The global advertising market is undergoing a transition to digital. Traditional TV advertising, while still relevant, is losing ground to advertising on video and social media platforms. Companies such as Meta and TikTok will continue to be key players in this new scenario, while the rise of connected TV marks a promising future for advertisers seeking to adapt to the new demands of the digital consumer.
According to the World Advertising Research Center (WARC), total spending is expected to reach $1.07 trillion in 2024, representing growth of 10.5% over the previous year. This growth is largely due to the rise of digital advertising, which has overtaken traditional TV advertising for the first time. WARC’s projections anticipate an additional 7% increase for the years 2025 and 2026. This report has been supported by the analysis of James McDonald, WARC’s director of data and intelligence, who highlights the role of big tech in this process.
The dominance of large technology platforms such as Alphabet, Amazon and Meta has been crucial in this growth. These companies will attract 43.6% of all global ad spending by 2024, accounting for more than half of all ad revenue outside of China. Advertising on digital platforms has proven to be an effective investment for advertisers, primarily due to their broad audience reach and accurate targeting capabilities. The report highlights how the rapid growth of Meta and the rise of Amazon in the advertising business continue to shape the global landscape.
One of the sectors that has experienced significant change is connected TV, especially through AVOD and FAST platforms. This segment should generate $35.2 billion in revenue this year, accounting for two-thirds of the growth of the digital video market in 2024. By 2025, all of the growth in the video market is expected to come from these platforms, highlighting the transition from traditional to digital formats.

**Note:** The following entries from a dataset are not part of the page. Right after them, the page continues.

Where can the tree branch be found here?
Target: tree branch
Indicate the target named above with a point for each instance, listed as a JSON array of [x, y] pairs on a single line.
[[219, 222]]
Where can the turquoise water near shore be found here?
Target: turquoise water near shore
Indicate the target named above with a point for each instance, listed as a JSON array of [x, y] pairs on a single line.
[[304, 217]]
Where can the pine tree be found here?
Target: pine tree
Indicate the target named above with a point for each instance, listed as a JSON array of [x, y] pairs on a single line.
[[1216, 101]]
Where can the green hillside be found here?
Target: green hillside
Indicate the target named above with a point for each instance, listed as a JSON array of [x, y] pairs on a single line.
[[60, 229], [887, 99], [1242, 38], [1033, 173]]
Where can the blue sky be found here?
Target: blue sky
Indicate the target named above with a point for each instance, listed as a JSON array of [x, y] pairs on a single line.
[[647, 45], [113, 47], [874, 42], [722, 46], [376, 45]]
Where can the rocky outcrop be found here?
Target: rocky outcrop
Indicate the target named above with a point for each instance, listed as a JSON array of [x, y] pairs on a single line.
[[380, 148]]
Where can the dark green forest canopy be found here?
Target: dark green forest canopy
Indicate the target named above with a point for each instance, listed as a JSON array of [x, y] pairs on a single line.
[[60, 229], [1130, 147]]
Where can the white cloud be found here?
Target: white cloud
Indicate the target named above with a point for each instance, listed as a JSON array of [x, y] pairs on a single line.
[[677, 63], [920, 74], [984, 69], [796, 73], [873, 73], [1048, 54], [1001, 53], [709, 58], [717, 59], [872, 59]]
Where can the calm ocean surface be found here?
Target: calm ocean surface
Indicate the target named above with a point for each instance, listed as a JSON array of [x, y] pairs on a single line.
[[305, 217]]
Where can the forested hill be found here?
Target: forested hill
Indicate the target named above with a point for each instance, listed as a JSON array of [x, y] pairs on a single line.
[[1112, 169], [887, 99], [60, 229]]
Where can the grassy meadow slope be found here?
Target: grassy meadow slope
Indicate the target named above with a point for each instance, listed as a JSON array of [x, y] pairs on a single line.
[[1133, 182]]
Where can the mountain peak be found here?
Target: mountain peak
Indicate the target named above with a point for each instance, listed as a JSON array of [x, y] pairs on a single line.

Despite this shift to digital, the report notes that traditional TV advertising continues to play an important, albeit declining, role. In 2023, spending in this segment declined by 1.2% to €100 billion, reflecting increasing audience fragmentation. Brands are investing more in reaching users on multiple platforms, which is negatively affecting conventional TV advertising. However, some regions, such as Asia-Pacific, continue to show growth in TV spend due to factors such as rapid economic development and urbanization.
Moreover, social networks continue their rise as a dominant player in the advertising market. They are expected to generate $241 billion in ad spending by 2024, accounting for 22.6% of the global total. Meta, with a 62.6% share, continues to lead this segment, but TikTok is emerging as a strong competitor. ByteDance, the company that owns TikTok, has increased its share of the social networking market to 20%, a remarkable growth from 9.3% in 2019. Despite this, TikTok’s future in the U.S. is in doubt due to a potential ban, which could affect its access to a key audience: U.S. teenagers.
On another hand, Dentsu predicted that global advertising investment growth would be 4.6% in 2024, reaching US$752.8 billion. While this forecast is more conservative compared to other sources such as GroupM, which forecasts growth of 5.3%, and Magna, with an estimate of 7.2%, it is mainly due to global economic uncertainty. Factors such as inflation, international conflicts (e.g., war in Ukraine and tension in the Middle East) and fluctuating media prices have influenced these projections.
One of the fastest growing sectors projected is connected TV, with an increase of 30.8% by 2024. This growth is driven by the launch of new ad offerings on video platforms and increased advertiser adoption. In addition, digital will continue to be the main driver of advertising spend, with an estimated 6.5% increase by 2024, reaching $442.6 billion, accounting for 58.8% of global ad spend.